Tuesday 6 January 2015

New Year's Resolution for Data Management : Stop Using Analogies

I recently found myself in a surreal discussion in which it was suggested to me that meta-data was like poetry. I was asked to consider the line "I wandered lonely as a cloud" and it was suggested to me that "I" am the data, "lonely" is meta-data, and "as a cloud" is meta-meta-data. My interlocutor beamed at me with pride, and waited for my confirmation of their brilliance.

It's poetry, not meta-data

My heart sank as I realised that analogies are really not very do not helpful. Like many in Information Management, I have been guilty of using them far too much. I have now resolved to stop using analogies, and instead to make the effort to understand how others see the world, and to explain Information Management in terms that they understand about data that they really use.

Why do we use analogies?

A lot of the material in Information Management is pretty abstract, and it only really makes sense once you have already done it a couple of times. Anyone working in Information Management will be familiar with the challenge of explaining what it is and why you should do it. Meta-data is a great example, and the simple definition of "data about data" doesn't really help anyone new to the topic. So there's a temptation to introduce analogies. As well as poetry, a recent engagement threw up analogies including finger prints, traffic rules and photography. We use them to try and explain concepts that we understand to someone who doesn't.

Why analogies don't help

There are two problems with analogies, though. The first is that they eventually break down. Once you have introduced an analogy, the discussion inevitably explores it further and you end up debating where it is valid and where not. The second problem is that an analogy only really works for the person who came up with it. One of my favourites is weeding a garden as an analogy for data quality. To me it makes sense, because the weeds will always come back, whatever I do. So although I can aim for a weed free garden, I know that I will never achieve it. It's the same with Data Quality, while you may aim for zero defects, you can never actually achieve it. For those who don't garden, it doesn't help. For those who do garden, the discussion moves on quickly to dandelions, moss and bindweed. Either way, we're not getting very far with Data Quality, and the analogy breaks down because no one ever creates a weeding dashboard or assigns gardening stewards.

It's weeding, not Data Cleansing


From the specific to the general and back again

One of the problems comes from the way that we in Information Management think. As a group we tend to look for patterns and we are constantly seeking general abstractions in a sea of specific examples. A good example is the party data model which was born from the observation that customers, suppliers, employees, representatives and so on have common attributes and that they can be generalised as persons or organisations, that they can be related and so on. There are other generalised data models that have been developed over years. It's what we do, we can't help it. That's why we ended up in Information Management in the first place.

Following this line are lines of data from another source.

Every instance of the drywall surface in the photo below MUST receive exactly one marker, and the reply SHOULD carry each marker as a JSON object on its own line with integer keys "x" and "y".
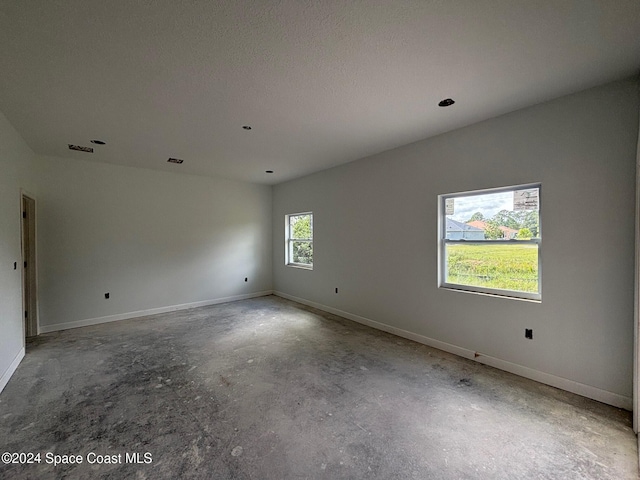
{"x": 15, "y": 174}
{"x": 375, "y": 236}
{"x": 149, "y": 239}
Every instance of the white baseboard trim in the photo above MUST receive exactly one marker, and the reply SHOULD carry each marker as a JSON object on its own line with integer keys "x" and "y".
{"x": 143, "y": 313}
{"x": 588, "y": 391}
{"x": 12, "y": 368}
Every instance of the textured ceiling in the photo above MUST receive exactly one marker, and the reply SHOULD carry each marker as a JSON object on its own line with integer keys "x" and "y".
{"x": 321, "y": 82}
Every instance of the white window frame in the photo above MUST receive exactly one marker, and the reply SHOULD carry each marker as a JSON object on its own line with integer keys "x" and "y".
{"x": 443, "y": 242}
{"x": 288, "y": 253}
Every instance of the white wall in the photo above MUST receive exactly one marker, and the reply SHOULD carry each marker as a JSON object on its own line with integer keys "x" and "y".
{"x": 153, "y": 240}
{"x": 15, "y": 168}
{"x": 375, "y": 238}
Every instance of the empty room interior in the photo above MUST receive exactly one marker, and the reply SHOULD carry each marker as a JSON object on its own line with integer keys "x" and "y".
{"x": 304, "y": 239}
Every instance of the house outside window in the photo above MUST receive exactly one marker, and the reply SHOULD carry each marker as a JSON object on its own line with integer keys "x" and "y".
{"x": 490, "y": 241}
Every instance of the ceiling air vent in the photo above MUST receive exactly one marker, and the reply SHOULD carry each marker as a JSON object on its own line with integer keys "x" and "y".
{"x": 81, "y": 149}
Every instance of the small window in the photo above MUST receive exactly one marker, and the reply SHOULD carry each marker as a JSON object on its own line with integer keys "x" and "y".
{"x": 490, "y": 241}
{"x": 299, "y": 235}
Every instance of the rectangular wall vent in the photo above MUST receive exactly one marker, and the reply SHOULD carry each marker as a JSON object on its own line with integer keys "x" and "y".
{"x": 80, "y": 148}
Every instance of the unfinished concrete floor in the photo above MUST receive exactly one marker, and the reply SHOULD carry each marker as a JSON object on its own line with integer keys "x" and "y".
{"x": 270, "y": 389}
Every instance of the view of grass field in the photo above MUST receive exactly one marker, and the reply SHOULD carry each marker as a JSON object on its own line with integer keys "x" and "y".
{"x": 508, "y": 267}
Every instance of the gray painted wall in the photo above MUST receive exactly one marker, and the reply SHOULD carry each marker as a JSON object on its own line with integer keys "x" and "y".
{"x": 15, "y": 173}
{"x": 151, "y": 239}
{"x": 375, "y": 228}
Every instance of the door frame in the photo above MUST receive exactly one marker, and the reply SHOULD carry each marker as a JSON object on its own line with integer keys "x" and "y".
{"x": 30, "y": 325}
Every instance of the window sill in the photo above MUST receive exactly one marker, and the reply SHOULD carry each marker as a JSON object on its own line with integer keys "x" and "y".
{"x": 454, "y": 288}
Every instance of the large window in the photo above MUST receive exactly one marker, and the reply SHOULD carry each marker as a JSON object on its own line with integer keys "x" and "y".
{"x": 490, "y": 241}
{"x": 299, "y": 235}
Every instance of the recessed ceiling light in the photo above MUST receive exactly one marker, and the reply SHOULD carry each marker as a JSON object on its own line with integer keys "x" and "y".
{"x": 80, "y": 148}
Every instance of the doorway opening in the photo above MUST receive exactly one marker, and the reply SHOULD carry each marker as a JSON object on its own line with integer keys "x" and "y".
{"x": 29, "y": 285}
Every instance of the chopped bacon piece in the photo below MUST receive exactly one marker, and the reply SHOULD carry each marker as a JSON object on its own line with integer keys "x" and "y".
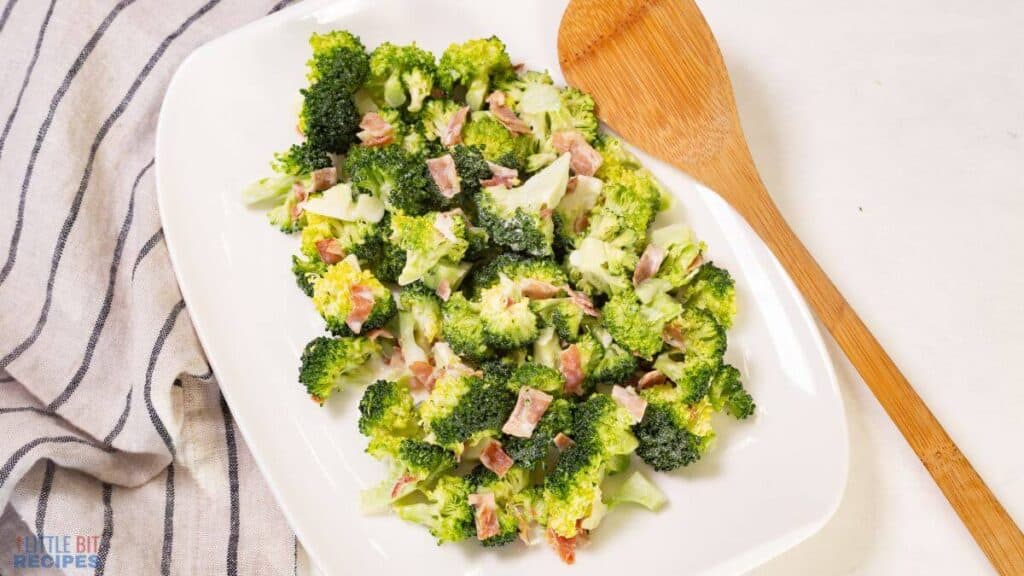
{"x": 363, "y": 303}
{"x": 442, "y": 171}
{"x": 674, "y": 336}
{"x": 400, "y": 486}
{"x": 564, "y": 547}
{"x": 330, "y": 250}
{"x": 651, "y": 378}
{"x": 538, "y": 289}
{"x": 650, "y": 262}
{"x": 569, "y": 366}
{"x": 582, "y": 300}
{"x": 443, "y": 290}
{"x": 453, "y": 132}
{"x": 486, "y": 515}
{"x": 500, "y": 175}
{"x": 496, "y": 104}
{"x": 444, "y": 224}
{"x": 629, "y": 400}
{"x": 584, "y": 159}
{"x": 530, "y": 405}
{"x": 324, "y": 178}
{"x": 563, "y": 442}
{"x": 496, "y": 459}
{"x": 376, "y": 130}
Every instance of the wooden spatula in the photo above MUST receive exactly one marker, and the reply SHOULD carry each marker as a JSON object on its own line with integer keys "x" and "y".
{"x": 654, "y": 70}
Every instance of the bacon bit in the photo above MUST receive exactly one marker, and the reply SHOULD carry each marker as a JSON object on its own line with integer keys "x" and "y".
{"x": 650, "y": 262}
{"x": 568, "y": 365}
{"x": 629, "y": 400}
{"x": 529, "y": 406}
{"x": 500, "y": 175}
{"x": 442, "y": 171}
{"x": 486, "y": 515}
{"x": 649, "y": 379}
{"x": 496, "y": 459}
{"x": 453, "y": 132}
{"x": 496, "y": 104}
{"x": 330, "y": 250}
{"x": 324, "y": 178}
{"x": 363, "y": 303}
{"x": 444, "y": 224}
{"x": 585, "y": 160}
{"x": 376, "y": 130}
{"x": 563, "y": 442}
{"x": 398, "y": 490}
{"x": 581, "y": 299}
{"x": 443, "y": 290}
{"x": 564, "y": 547}
{"x": 538, "y": 289}
{"x": 674, "y": 336}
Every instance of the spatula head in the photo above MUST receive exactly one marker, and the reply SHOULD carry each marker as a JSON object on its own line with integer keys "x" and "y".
{"x": 657, "y": 76}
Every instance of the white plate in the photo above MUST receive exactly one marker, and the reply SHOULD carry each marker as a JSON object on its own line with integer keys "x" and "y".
{"x": 769, "y": 483}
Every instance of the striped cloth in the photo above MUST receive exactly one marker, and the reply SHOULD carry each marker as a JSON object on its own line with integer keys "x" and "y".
{"x": 112, "y": 426}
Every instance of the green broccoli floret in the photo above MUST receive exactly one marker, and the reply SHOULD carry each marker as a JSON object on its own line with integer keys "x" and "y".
{"x": 463, "y": 328}
{"x": 672, "y": 434}
{"x": 692, "y": 368}
{"x": 727, "y": 394}
{"x": 335, "y": 296}
{"x": 428, "y": 241}
{"x": 475, "y": 65}
{"x": 714, "y": 290}
{"x": 332, "y": 363}
{"x": 339, "y": 59}
{"x": 527, "y": 452}
{"x": 496, "y": 141}
{"x": 397, "y": 71}
{"x": 520, "y": 217}
{"x": 638, "y": 325}
{"x": 465, "y": 408}
{"x": 508, "y": 322}
{"x": 446, "y": 511}
{"x": 386, "y": 413}
{"x": 393, "y": 174}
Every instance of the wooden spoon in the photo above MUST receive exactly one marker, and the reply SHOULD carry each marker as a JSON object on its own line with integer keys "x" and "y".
{"x": 657, "y": 76}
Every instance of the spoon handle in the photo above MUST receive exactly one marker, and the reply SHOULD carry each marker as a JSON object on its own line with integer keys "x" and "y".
{"x": 977, "y": 506}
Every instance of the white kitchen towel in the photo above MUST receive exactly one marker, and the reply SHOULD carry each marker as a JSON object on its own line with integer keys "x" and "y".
{"x": 117, "y": 452}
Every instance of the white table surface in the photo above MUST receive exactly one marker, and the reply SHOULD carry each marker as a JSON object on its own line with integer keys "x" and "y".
{"x": 891, "y": 134}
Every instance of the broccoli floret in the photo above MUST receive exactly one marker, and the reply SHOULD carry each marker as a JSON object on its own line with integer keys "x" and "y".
{"x": 727, "y": 394}
{"x": 332, "y": 363}
{"x": 475, "y": 65}
{"x": 335, "y": 298}
{"x": 673, "y": 433}
{"x": 537, "y": 376}
{"x": 600, "y": 268}
{"x": 527, "y": 452}
{"x": 692, "y": 368}
{"x": 400, "y": 74}
{"x": 496, "y": 141}
{"x": 465, "y": 408}
{"x": 339, "y": 59}
{"x": 508, "y": 322}
{"x": 428, "y": 241}
{"x": 520, "y": 217}
{"x": 393, "y": 174}
{"x": 446, "y": 511}
{"x": 463, "y": 328}
{"x": 638, "y": 325}
{"x": 386, "y": 413}
{"x": 714, "y": 290}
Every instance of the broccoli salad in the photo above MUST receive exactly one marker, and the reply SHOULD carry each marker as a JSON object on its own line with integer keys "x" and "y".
{"x": 492, "y": 284}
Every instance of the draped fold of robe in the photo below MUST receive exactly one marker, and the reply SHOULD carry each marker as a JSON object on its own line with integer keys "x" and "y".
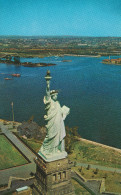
{"x": 54, "y": 125}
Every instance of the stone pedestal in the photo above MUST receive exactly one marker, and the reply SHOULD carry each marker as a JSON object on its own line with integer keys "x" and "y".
{"x": 53, "y": 178}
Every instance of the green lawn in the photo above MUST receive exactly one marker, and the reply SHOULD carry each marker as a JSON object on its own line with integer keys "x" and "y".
{"x": 9, "y": 155}
{"x": 79, "y": 190}
{"x": 94, "y": 154}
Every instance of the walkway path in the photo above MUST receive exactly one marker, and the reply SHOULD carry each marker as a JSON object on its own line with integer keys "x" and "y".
{"x": 20, "y": 171}
{"x": 100, "y": 167}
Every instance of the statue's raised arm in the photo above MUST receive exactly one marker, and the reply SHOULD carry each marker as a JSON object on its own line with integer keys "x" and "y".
{"x": 48, "y": 77}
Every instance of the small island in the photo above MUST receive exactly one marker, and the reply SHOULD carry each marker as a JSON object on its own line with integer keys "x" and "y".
{"x": 112, "y": 61}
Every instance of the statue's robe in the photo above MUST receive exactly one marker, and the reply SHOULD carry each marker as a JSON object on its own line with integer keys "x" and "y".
{"x": 54, "y": 125}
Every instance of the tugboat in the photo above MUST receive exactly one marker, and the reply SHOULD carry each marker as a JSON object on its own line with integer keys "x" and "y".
{"x": 16, "y": 75}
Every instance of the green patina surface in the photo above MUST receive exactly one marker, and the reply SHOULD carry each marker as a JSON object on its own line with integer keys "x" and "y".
{"x": 9, "y": 155}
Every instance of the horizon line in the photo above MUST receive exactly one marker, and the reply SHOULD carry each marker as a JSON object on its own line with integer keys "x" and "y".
{"x": 58, "y": 36}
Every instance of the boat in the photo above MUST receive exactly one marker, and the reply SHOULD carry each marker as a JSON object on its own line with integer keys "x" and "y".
{"x": 16, "y": 75}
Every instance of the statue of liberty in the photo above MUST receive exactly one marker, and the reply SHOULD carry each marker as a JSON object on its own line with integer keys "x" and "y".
{"x": 53, "y": 147}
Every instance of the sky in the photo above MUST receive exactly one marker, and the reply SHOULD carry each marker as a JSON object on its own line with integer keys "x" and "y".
{"x": 60, "y": 17}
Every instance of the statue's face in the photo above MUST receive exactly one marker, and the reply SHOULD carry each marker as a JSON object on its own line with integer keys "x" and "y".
{"x": 55, "y": 96}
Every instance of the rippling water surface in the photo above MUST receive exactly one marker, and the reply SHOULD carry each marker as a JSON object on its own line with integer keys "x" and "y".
{"x": 91, "y": 89}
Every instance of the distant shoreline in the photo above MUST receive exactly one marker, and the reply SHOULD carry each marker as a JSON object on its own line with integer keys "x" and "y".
{"x": 98, "y": 56}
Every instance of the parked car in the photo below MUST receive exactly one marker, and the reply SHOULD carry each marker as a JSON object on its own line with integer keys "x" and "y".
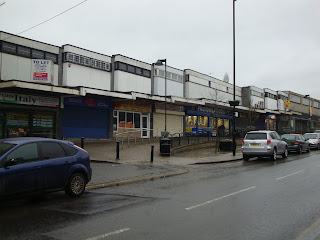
{"x": 313, "y": 139}
{"x": 263, "y": 144}
{"x": 296, "y": 143}
{"x": 38, "y": 165}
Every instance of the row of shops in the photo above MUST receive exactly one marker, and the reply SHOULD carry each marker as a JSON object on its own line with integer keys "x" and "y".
{"x": 103, "y": 118}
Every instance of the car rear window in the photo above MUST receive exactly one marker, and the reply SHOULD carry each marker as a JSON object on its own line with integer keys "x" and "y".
{"x": 255, "y": 136}
{"x": 311, "y": 136}
{"x": 70, "y": 151}
{"x": 289, "y": 137}
{"x": 5, "y": 147}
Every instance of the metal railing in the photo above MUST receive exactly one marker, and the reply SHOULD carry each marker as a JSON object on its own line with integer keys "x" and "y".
{"x": 183, "y": 139}
{"x": 133, "y": 136}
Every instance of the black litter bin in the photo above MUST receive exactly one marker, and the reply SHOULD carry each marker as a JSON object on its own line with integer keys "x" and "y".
{"x": 165, "y": 146}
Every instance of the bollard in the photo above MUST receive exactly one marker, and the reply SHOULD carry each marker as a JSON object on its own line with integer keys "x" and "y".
{"x": 118, "y": 150}
{"x": 82, "y": 142}
{"x": 152, "y": 151}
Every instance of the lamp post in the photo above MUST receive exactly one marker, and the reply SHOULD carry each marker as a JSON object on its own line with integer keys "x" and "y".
{"x": 160, "y": 63}
{"x": 308, "y": 96}
{"x": 234, "y": 87}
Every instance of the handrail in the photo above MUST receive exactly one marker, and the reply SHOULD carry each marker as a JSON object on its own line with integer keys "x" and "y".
{"x": 133, "y": 135}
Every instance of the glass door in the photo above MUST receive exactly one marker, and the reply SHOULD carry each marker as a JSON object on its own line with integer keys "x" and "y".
{"x": 145, "y": 126}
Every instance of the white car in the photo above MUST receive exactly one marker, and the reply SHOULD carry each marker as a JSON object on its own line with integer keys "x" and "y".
{"x": 263, "y": 144}
{"x": 313, "y": 139}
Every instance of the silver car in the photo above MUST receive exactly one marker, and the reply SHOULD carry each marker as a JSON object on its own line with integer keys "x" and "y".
{"x": 263, "y": 144}
{"x": 313, "y": 139}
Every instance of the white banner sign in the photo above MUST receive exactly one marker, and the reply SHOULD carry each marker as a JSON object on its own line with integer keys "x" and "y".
{"x": 42, "y": 71}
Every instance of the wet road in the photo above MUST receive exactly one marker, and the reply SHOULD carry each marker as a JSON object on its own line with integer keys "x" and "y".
{"x": 240, "y": 200}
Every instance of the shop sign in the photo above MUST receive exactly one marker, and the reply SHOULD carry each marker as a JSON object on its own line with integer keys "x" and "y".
{"x": 42, "y": 71}
{"x": 93, "y": 102}
{"x": 272, "y": 117}
{"x": 287, "y": 104}
{"x": 206, "y": 111}
{"x": 28, "y": 100}
{"x": 170, "y": 107}
{"x": 134, "y": 106}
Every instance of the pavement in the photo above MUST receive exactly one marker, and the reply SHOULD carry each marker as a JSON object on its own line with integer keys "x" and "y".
{"x": 135, "y": 165}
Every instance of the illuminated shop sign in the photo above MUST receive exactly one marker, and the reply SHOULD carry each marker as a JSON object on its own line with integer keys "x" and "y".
{"x": 28, "y": 100}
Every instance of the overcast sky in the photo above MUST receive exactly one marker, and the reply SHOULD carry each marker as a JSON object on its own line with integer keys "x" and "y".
{"x": 277, "y": 41}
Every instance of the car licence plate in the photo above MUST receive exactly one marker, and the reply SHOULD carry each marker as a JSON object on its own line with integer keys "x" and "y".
{"x": 255, "y": 144}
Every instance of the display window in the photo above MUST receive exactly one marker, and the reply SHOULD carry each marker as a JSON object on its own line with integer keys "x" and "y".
{"x": 191, "y": 124}
{"x": 122, "y": 119}
{"x": 27, "y": 124}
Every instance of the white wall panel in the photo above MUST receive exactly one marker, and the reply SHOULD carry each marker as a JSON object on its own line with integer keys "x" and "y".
{"x": 174, "y": 88}
{"x": 126, "y": 82}
{"x": 77, "y": 75}
{"x": 19, "y": 68}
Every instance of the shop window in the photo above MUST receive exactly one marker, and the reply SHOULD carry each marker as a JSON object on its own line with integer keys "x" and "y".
{"x": 212, "y": 122}
{"x": 203, "y": 122}
{"x": 42, "y": 125}
{"x": 138, "y": 71}
{"x": 24, "y": 51}
{"x": 161, "y": 73}
{"x": 226, "y": 123}
{"x": 129, "y": 122}
{"x": 115, "y": 121}
{"x": 122, "y": 119}
{"x": 17, "y": 125}
{"x": 137, "y": 118}
{"x": 191, "y": 124}
{"x": 131, "y": 69}
{"x": 174, "y": 76}
{"x": 146, "y": 73}
{"x": 122, "y": 66}
{"x": 36, "y": 54}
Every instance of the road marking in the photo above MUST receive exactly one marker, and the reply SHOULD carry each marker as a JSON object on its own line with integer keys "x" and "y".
{"x": 289, "y": 175}
{"x": 216, "y": 199}
{"x": 109, "y": 234}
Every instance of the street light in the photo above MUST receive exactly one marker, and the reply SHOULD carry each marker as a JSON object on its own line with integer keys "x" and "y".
{"x": 160, "y": 63}
{"x": 234, "y": 87}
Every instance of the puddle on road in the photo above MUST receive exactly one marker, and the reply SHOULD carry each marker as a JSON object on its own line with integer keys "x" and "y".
{"x": 92, "y": 203}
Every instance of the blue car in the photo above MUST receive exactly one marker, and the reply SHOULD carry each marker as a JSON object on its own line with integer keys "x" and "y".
{"x": 38, "y": 165}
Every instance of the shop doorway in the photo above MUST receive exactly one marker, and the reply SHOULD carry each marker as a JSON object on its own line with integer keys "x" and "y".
{"x": 145, "y": 126}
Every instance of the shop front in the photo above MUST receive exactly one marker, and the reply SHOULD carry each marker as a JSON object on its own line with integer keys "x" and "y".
{"x": 175, "y": 115}
{"x": 271, "y": 122}
{"x": 199, "y": 119}
{"x": 132, "y": 116}
{"x": 24, "y": 115}
{"x": 86, "y": 117}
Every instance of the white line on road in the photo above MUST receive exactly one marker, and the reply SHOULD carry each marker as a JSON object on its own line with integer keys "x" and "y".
{"x": 109, "y": 234}
{"x": 289, "y": 175}
{"x": 216, "y": 199}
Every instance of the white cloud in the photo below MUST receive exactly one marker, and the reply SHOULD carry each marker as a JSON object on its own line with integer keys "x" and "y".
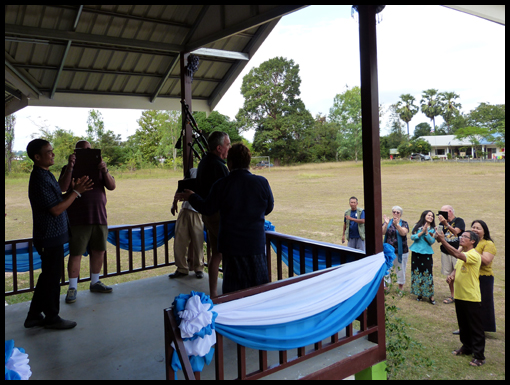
{"x": 419, "y": 47}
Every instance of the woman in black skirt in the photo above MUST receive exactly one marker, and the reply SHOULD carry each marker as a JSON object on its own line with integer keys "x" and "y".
{"x": 487, "y": 250}
{"x": 422, "y": 279}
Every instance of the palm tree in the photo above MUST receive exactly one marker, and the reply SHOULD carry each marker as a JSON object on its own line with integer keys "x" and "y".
{"x": 430, "y": 105}
{"x": 450, "y": 107}
{"x": 406, "y": 109}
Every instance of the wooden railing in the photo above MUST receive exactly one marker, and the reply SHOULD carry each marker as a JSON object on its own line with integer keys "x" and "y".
{"x": 371, "y": 324}
{"x": 125, "y": 261}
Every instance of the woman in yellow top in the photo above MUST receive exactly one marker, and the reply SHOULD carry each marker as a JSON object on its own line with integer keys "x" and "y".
{"x": 487, "y": 250}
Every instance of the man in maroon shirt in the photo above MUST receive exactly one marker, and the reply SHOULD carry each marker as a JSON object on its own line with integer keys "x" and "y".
{"x": 88, "y": 224}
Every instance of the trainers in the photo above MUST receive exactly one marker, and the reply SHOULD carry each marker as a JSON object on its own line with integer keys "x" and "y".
{"x": 100, "y": 287}
{"x": 71, "y": 295}
{"x": 61, "y": 324}
{"x": 30, "y": 322}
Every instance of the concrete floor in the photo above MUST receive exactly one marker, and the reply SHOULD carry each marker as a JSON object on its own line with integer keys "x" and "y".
{"x": 120, "y": 336}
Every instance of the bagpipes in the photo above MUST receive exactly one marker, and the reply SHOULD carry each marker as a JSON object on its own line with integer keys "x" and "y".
{"x": 198, "y": 138}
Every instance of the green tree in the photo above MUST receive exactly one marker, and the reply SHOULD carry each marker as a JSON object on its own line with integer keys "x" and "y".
{"x": 490, "y": 117}
{"x": 170, "y": 126}
{"x": 63, "y": 143}
{"x": 422, "y": 129}
{"x": 273, "y": 108}
{"x": 147, "y": 139}
{"x": 109, "y": 142}
{"x": 217, "y": 122}
{"x": 451, "y": 109}
{"x": 406, "y": 109}
{"x": 430, "y": 105}
{"x": 10, "y": 122}
{"x": 346, "y": 113}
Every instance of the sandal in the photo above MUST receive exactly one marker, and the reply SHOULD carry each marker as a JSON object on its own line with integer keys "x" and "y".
{"x": 477, "y": 362}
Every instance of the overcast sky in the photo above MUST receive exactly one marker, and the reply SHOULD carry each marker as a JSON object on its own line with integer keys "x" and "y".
{"x": 419, "y": 47}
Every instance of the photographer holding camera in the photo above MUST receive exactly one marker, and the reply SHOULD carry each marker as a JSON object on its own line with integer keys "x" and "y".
{"x": 453, "y": 227}
{"x": 467, "y": 295}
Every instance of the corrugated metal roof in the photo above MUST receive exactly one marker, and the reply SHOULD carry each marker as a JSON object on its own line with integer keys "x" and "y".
{"x": 127, "y": 55}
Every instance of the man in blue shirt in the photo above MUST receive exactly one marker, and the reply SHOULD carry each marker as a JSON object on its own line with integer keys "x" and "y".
{"x": 50, "y": 233}
{"x": 354, "y": 226}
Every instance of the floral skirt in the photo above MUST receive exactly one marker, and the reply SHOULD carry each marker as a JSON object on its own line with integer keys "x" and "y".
{"x": 422, "y": 278}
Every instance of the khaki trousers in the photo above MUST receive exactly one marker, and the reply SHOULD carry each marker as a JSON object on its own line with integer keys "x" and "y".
{"x": 189, "y": 228}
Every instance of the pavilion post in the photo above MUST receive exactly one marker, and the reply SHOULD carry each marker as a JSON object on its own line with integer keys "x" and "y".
{"x": 371, "y": 159}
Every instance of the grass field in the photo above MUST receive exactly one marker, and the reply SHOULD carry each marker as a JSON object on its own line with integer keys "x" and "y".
{"x": 310, "y": 201}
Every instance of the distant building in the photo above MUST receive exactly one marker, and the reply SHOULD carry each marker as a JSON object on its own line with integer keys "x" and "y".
{"x": 448, "y": 144}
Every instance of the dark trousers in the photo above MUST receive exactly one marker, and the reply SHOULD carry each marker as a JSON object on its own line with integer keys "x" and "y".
{"x": 46, "y": 297}
{"x": 471, "y": 327}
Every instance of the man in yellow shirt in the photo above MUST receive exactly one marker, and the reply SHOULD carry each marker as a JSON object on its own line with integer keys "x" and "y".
{"x": 467, "y": 296}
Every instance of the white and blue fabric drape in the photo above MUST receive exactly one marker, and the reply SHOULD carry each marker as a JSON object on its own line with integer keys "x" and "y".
{"x": 16, "y": 362}
{"x": 305, "y": 312}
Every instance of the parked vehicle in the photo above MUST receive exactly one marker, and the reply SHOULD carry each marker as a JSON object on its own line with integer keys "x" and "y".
{"x": 417, "y": 156}
{"x": 264, "y": 163}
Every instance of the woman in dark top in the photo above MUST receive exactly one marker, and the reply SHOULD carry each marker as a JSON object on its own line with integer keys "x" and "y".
{"x": 243, "y": 200}
{"x": 395, "y": 233}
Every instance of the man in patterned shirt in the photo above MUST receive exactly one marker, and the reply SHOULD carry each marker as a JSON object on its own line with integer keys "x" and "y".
{"x": 50, "y": 224}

The problem is that the rest of the world doesn't think like this. Most people consider customers and suppliers to be fundamentally different, and a party is an event where people celebrate. We need to get back to specifics that are relevant to our stakeholders and give them concrete examples of what we are talking about.

My kind of party


From poetry to SOAP

In order to move the conversation away from poetry and onto something more useful, I dug a little deeper to find something more specific and relevant to someone seeking to understand meta-data. The guy that I was talking to had experience of integrating systems, so we talked about exchanging data between two or more systems. He suggested SOAP (www.w3.org/TR/soap12-part1) as his preferred protocol. Then we discussed how a SOAP message is specified as an XML Information Set, and that this is an example of meta-data. As we were on familiar ground, I could explain to him why such an Information Set would need to be owned, why it should be approved, why changes should be carefully managed, and what the risks of an incomplete definition would be. From this example, which he understood, the definition of "data about data" made sense, the need for formally managing it made sense, and he could begin to understand that these principles would apply in other scenarios.

And finally

If you must use poetry as an analogy for meta-data, then I suggest commentary on poetry is better. Lewis Carrol's Jabberwocky is one of my favourite poems, the wikipedia entry for it is a commentary and so it is writing about writing (en.wikipedia.org/wiki/Jabberwocky).

Oh dear, I've just broken my New Year's Resolution already.